Following track ‘My Number’ is ‘Inhaler’’s ultimate antithesis. Refreshingly unselfconscious, it is a bright funk-rock track led by some delicious, almost African-style guitar work. Full bodied and delectably groovy, it is a moment of unmatchable indie; the type of perfect pop that the band threatened to produce on their first album, Andidotes.
Neither track is highly reflective of the record’s general trends, however. ‘Inhaler’ is a particularly strange fit, by far the album’s heaviest song, challenged only by the discordant stomper, ‘Providence’.
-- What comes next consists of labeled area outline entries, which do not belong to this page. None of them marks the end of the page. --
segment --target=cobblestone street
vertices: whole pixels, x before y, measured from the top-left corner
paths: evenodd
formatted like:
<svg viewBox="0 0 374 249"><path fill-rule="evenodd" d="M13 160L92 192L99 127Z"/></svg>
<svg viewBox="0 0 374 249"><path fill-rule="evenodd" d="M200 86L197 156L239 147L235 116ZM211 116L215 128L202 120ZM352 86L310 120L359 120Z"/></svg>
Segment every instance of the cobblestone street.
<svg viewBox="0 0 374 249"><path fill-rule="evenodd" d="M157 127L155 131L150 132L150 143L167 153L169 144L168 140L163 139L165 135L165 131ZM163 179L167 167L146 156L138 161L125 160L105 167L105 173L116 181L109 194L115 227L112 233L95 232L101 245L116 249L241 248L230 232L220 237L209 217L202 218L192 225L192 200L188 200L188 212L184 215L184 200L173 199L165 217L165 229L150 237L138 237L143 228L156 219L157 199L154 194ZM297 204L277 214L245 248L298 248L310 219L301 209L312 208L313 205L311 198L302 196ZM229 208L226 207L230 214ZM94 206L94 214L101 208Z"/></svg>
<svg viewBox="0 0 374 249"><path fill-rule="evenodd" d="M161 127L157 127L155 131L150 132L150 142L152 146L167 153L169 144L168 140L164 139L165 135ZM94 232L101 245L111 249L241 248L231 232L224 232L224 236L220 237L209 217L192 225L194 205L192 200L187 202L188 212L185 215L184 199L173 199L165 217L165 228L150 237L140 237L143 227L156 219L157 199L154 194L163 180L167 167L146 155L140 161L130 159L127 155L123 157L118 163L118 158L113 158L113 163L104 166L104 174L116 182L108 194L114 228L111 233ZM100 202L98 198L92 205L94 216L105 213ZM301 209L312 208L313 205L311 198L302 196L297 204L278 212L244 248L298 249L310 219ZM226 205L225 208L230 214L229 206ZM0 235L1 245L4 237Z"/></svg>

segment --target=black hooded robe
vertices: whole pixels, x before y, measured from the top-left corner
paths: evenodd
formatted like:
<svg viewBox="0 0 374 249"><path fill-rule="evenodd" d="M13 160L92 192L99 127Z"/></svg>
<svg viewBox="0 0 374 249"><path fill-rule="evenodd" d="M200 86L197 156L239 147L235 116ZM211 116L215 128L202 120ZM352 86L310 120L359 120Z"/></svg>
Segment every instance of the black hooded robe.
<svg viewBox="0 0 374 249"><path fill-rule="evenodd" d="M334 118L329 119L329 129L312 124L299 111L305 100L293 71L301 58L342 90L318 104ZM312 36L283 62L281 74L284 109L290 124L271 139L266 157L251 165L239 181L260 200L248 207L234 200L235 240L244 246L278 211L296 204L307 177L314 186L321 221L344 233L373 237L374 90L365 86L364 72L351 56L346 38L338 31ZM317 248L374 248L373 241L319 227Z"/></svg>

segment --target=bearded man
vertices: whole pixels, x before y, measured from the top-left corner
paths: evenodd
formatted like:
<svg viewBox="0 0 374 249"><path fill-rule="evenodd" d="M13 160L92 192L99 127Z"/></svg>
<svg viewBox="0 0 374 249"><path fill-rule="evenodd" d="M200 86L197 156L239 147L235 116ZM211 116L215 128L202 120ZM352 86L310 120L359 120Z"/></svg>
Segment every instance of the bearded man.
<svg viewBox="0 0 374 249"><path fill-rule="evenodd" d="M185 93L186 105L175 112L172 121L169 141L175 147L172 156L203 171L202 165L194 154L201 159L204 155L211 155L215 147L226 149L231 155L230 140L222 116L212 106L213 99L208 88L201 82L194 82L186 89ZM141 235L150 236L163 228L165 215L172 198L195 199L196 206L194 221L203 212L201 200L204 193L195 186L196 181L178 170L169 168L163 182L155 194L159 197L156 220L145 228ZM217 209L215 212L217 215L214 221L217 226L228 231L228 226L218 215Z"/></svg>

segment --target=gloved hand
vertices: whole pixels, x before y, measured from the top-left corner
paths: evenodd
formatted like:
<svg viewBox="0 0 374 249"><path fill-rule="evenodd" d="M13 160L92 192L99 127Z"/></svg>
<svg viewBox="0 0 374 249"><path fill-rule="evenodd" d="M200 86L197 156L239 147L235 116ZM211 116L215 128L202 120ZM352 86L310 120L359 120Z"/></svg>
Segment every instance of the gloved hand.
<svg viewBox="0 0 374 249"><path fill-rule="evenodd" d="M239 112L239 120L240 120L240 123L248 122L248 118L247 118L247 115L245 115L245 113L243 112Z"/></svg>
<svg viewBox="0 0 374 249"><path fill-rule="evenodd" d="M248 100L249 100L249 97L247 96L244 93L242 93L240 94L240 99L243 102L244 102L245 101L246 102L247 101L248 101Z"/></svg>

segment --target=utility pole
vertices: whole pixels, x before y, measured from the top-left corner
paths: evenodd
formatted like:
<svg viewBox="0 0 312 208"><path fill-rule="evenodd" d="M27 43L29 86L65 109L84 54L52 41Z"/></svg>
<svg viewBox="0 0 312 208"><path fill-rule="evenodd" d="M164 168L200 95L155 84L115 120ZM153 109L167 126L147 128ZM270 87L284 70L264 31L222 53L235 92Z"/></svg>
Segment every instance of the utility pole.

Somewhat confusingly, Holy Fire plays host to a whole range of different styles. There is the touching ‘Milk and Black Spiders’, with its lush house-style crescendo that borrows heavily from house music, the cool new wave jam ‘Out of the Woods’, and the airy surf sing-along ‘Everytime’. The expansive, rich layers of the band’s occasionally excellent second album, Total Life Forever, are also prominent, with closing track ‘Moon’ attempting to replicate the near-perfect harmonies of ‘Spanish Sahara’.
Foals’ considerable technical talent mean they largely get away with consistent experimentation. The gorgeous funk-fuelled guitar breakdown at the end of ‘Late Night’, for example, saves an otherwise mediocre song. Yannis Philippakis’ trademark staccato guitar pickings and continually improving vocal powers remain consistent highlights, whilst new string and synthesiser layers are effectively interwoven so as to not sound forced.
Occasionally, though, tracks like ‘Bad Habit’ push too strenuously for the mainstream, veering slightly close to Coldplay’s stadium-friendly melodies. There are some lyrical trip-ups, too, as with ‘Late Night’’s tired “I once was lost, but now I’m found”.
In its quest to achieve widespread appeal, Foals’ third full-length perhaps tries to achieve a little too much at once. Still, as host to some inspired singles and consistently excellent musicianship, it is sure to achieve it’s aim of deservedly securing the band a place in the mainstream for good.